The easiest way to get to Masca is, of course, by car. However, if you’d like to hike the gorge, it’s better to park your car in Los Gigantes. Once you reached the coast, you can take a small boat back to Los Gigantes instead of hiking all the way up, and you can buy your tickets in advance in Los Gigantes. Maybe you even spot some dolphins on the way back!
This former capital of Tenerife is by far my absolute favorite city to visit on the island. Yes, I love Puerto de la Cruz and it’s beautiful garden, but La Laguna has this little extra spark I can’t explain. Maybe because of the old city center, now UNESCO World Heritage, built according a grid and stood model for a lot of South American cities? – I do have so many wonderful memories of my time in Latin America, walking in La Laguna was one major flashback – Maybe because of all those grand colonial mansions who’ve been restored, with beautiful courtyards, all open for visitors? Maybe because the city already exists for centuries and is not specifically built for the tourism industry? Maybe because it’s a University city, which already creates another atmosphere? Maybe because all those colorful buildings make you happy, even though it didn’t stop raining for the last 5 hours and you really can’t take any pretty pictures? Maybe because it’s in a valley, in the middle of the mountains?
So many reasons why I adored La Laguna. The best way to visit is just to arrive, park your car – hop off the bus is another possibility – and explore the historical city center. You will definitely spot all the highlights, among which the Cathedral – La Catedral de Nuestra Señora de los Remedios – and the Iglesia de la Concepción are the most important.

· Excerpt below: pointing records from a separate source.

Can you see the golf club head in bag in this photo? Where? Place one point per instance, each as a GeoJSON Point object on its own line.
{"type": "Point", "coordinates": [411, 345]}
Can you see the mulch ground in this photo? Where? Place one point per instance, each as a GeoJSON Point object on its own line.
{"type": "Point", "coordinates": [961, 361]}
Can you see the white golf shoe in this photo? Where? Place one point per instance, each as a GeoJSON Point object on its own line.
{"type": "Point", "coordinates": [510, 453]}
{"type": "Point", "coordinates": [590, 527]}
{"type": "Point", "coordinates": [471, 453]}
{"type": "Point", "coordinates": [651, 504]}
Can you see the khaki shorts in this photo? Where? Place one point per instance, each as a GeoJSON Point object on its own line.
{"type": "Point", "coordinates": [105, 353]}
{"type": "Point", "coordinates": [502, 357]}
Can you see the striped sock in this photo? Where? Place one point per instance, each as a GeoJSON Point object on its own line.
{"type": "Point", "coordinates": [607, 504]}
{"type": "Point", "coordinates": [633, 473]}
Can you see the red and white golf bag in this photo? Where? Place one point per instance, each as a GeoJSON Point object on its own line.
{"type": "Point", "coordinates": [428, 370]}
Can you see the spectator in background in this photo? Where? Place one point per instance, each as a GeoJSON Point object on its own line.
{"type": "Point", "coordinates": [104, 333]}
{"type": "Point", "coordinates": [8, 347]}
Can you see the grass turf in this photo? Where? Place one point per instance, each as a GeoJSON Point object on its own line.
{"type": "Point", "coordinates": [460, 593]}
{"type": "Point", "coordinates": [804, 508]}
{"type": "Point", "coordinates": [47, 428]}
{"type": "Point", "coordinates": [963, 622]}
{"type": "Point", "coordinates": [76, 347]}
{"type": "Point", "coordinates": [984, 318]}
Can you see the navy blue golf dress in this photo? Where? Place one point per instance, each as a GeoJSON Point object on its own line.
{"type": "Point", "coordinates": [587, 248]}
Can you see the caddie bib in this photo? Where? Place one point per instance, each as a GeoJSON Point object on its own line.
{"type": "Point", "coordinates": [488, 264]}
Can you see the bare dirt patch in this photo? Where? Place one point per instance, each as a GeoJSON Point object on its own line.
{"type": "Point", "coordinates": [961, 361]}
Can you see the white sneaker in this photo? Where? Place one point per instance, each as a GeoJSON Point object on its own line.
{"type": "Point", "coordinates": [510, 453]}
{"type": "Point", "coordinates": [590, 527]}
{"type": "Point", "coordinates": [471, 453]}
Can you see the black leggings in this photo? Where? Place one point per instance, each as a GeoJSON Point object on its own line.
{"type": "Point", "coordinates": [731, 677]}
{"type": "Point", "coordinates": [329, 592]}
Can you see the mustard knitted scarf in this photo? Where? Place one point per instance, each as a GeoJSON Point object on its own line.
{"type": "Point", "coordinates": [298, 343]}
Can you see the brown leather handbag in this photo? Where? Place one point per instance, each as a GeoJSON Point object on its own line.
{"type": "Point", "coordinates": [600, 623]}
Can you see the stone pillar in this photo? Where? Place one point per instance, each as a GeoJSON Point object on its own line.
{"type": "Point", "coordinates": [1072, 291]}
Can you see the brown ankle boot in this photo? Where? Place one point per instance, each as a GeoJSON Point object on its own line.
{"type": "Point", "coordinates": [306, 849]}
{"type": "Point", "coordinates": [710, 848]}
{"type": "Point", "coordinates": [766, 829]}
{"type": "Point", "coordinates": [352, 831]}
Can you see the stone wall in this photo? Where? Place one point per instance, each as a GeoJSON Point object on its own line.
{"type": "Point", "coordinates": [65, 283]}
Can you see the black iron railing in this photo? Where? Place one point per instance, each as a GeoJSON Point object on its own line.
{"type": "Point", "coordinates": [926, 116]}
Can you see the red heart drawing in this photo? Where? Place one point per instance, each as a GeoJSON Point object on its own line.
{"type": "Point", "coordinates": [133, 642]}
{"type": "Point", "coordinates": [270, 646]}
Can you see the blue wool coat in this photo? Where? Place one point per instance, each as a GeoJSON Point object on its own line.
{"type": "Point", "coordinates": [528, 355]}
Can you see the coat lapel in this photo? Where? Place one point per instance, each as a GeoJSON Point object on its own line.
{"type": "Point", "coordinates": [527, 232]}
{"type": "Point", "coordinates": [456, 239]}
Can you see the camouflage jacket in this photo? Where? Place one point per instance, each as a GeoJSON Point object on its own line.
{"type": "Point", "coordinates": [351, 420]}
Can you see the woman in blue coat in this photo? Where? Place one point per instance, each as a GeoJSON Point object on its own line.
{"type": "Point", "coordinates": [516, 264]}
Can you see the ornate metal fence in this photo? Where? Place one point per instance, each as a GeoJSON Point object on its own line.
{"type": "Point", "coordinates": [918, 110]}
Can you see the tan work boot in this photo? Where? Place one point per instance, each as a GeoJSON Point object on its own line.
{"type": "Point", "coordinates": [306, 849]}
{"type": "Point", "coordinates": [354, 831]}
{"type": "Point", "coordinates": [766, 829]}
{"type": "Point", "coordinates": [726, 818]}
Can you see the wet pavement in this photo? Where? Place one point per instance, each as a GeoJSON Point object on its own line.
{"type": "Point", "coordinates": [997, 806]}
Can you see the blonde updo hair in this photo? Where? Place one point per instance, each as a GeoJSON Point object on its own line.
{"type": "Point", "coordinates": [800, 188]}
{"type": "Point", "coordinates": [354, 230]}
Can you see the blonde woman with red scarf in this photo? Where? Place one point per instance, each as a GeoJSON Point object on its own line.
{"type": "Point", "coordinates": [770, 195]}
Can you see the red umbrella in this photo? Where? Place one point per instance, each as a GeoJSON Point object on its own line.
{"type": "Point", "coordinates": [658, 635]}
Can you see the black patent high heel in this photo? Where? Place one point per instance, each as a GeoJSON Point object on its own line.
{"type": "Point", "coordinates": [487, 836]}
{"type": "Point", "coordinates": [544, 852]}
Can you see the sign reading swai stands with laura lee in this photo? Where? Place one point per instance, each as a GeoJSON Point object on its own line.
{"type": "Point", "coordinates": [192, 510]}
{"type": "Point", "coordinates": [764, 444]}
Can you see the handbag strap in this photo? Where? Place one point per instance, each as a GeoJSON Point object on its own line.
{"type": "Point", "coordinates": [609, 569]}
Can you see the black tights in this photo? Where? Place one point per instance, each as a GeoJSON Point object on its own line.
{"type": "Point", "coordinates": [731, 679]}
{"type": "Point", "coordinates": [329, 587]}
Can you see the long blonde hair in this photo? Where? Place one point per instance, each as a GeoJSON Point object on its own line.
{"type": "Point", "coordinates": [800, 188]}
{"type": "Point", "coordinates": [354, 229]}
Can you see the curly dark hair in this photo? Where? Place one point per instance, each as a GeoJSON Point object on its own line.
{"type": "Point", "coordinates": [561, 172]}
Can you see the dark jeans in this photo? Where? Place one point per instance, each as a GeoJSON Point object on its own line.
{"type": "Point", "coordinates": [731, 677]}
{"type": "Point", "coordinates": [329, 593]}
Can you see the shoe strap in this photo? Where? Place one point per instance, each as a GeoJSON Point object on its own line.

Aaah, Anaga. I wish I could’ve explored more. I wish I could’ve taken a couple of days off, just to hike and explore and enjoy nature. The Anaga mountains are the oldest part of the island – think as: the first lava above sea level – and the wildest, more savage. A mountain range with sharp peaks only to be divided by some green valleys and deep ravines, until you reach the ocean. On both sides. Nature at its best.
Since I didn’t have enough time to really spend some days in the area, I settled with driving around the mountain range and enjoy the views through the windows of the car or during the several stops we made. Don’t forget to stop along the coastline as well, the cliffs and ‘roques’ are as impressive as the mountains. You might even learn a bit pirate history. If I’d had more time, I’d definitely taken a walk through the ancient laurel forests on the tops, tried to get to the lighthouse on the northernmost point or maybe even a little mountain bike tour?
So, I’m glad to have shared my favorite parts in Tenerife and a bit of my experiences on the island on this blog. One blogpost is not nearly enough to talk about EVERYTHING you could possibly do, but I already gave a small impression of how beautiful the island can be, far from the ‘only sun, sea and beach’ I had in mind when I first arrived.